Under increasing international pressure to address the crisis, US President Joe Biden will fly to Israel on Wednesday, an extraordinary wartime visit that follows Secretary of State Antony Blinken's intensive efforts across the Middle East.
Biden was also set to attend a summit with other Arab leaders in Amman, Jordan's capital. The conference, however, was canceled in the aftermath of the hospital blast.
Instead of the scheduled meeting, Palestinian Authority President Mahmoud Abbas said he would return to Ramallah for an emergency meeting.
Hamas, which controls the enclave, said more than 500 people were killed by the bombing. The Palestinian Health Ministry earlier said preliminary estimates indicate that between 200 to 300 people died in the attack.
Israeli Prime Minister Benjamin Netanyahu has blamed the “barbaric terrorists in Gaza” for “attacking” the hospital on Tuesday.
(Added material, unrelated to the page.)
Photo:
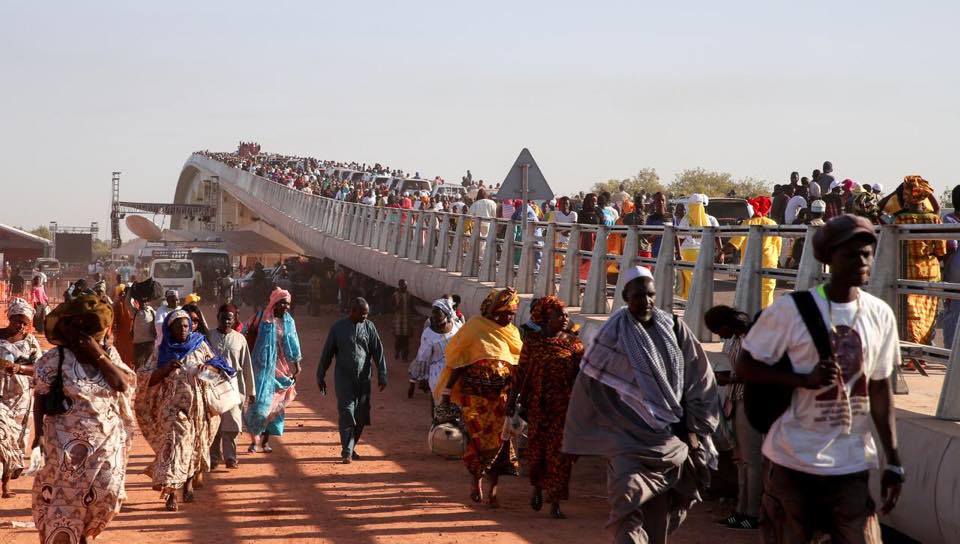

“Whoever brutally murdered our children is also murdering their children,” he added.
Israeli military spokesman Rear Adm. Daniel Hagari later told CNN the IDF has communications between militants in Gaza “saying this is an Islamic Jihad event” as well as drone footage showing strike impact on the hospital’s parking lot, but not the hospital itself.
Hagari said the IDF will soon release that footage and audio of the intercepted communications.